New York City’s Taxi and Limousine Commission (TLC) has introduced a new proposal to raise the minimum pay for rideshare drivers by 5%, Bloomberg reports. This compromise aims to prevent Uber and Lyft from restricting drivers’ access to their platforms.
The proposal, although pending approval by the TLC board of commissioners, could end months of uncertainty for drivers in the city. Since May 2024, Uber has intermittently locked drivers out of its app to avoid paying downtime wages, leaving drivers unable to earn during non-ride periods. These challenges arose after NYC enacted a 2022 law mandating a minimum driver wage of around $18 per hour, alongside compensation for idle time between rides.
Originally, the TLC suggested a 6.1% wage increase to discourage Uber and Lyft from locking drivers out. However, the latest proposal offers a reduced raise of 5% and includes modifications in driver pay calculations. Additionally, the proposal guarantees that drivers will receive warnings before losing access to a rideshare app. The revised approach shifts from annual wage adjustments to a model that considers “changing industry dynamics.”

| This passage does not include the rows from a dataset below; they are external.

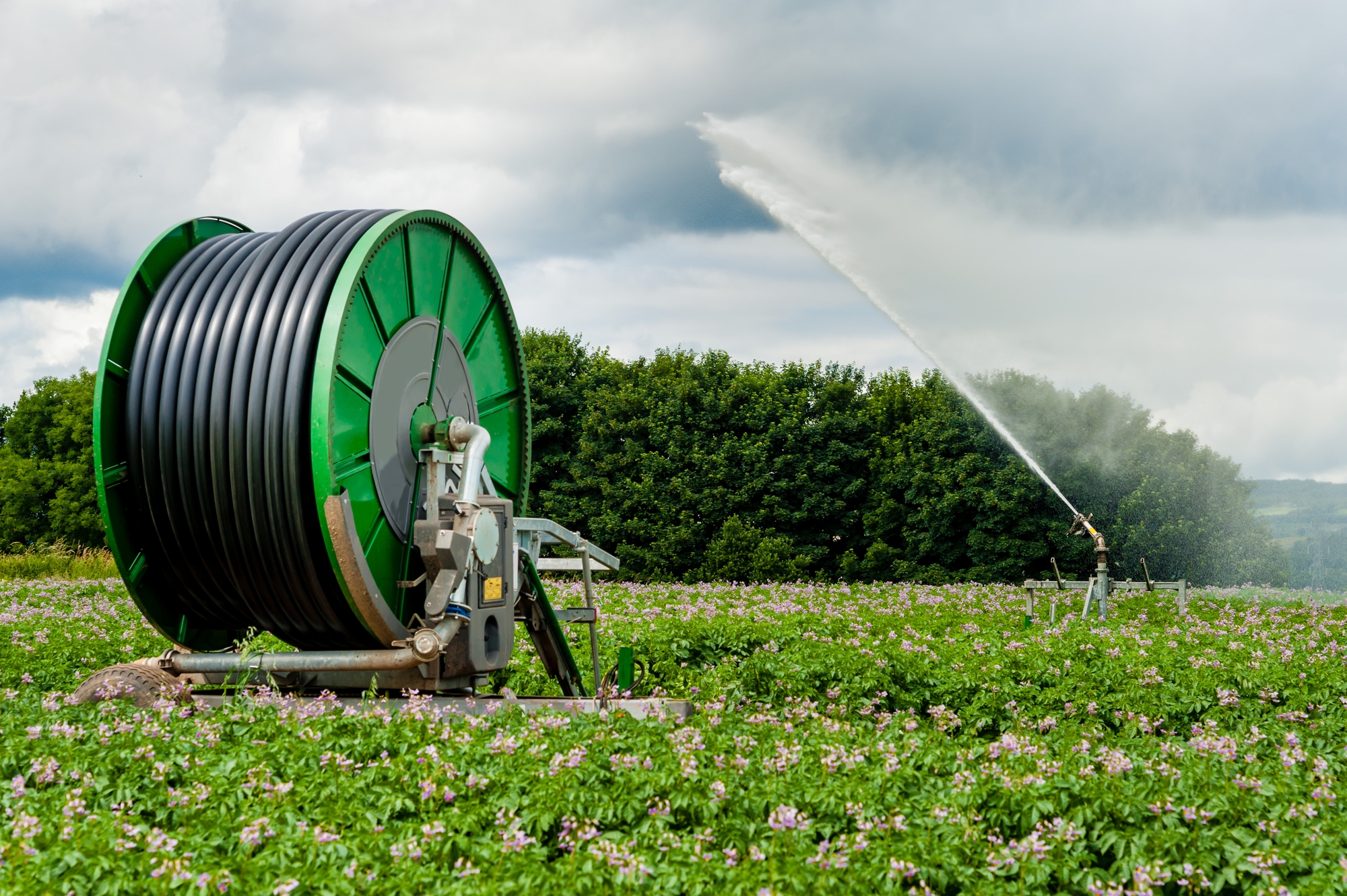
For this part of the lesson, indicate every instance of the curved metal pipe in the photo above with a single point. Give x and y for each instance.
(298, 661)
(473, 442)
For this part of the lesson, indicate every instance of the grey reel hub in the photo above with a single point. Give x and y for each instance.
(401, 385)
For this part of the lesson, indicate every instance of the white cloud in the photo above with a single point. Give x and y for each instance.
(1233, 327)
(1035, 182)
(51, 338)
(763, 296)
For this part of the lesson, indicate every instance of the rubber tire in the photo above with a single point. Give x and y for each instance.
(142, 684)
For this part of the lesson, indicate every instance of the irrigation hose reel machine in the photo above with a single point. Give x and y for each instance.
(324, 434)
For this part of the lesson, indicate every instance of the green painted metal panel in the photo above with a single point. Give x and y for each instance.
(429, 248)
(410, 263)
(385, 555)
(362, 341)
(351, 421)
(471, 289)
(387, 280)
(504, 452)
(490, 357)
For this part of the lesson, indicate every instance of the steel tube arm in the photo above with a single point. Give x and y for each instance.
(473, 442)
(298, 661)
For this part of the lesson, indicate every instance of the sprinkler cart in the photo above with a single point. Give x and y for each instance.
(1100, 586)
(324, 434)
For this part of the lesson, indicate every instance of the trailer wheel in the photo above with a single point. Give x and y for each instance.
(142, 684)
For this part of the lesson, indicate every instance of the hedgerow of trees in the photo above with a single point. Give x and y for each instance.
(697, 467)
(694, 466)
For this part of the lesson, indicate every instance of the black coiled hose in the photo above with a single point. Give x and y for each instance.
(218, 421)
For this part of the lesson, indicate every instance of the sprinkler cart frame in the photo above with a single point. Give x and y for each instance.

Lyft expressed some approval but noted ongoing concerns. The company told Bloomberg, “While these changes are a step in the right direction, we still have concerns that the underlying pay formula will still deprive drivers of earning opportunities, drive up prices for riders, and reduce ride availability.”
Uber and Lyft’s challenging relationship with city and state governments over worker protections highlights the broader issues within the industry. While the benefits of this proposal are debated, even a reduced wage law stands out as progress compared to other rulings, such as California’s Proposition 22, which reclassified gig workers as contractors after initial legislation granted them employee status.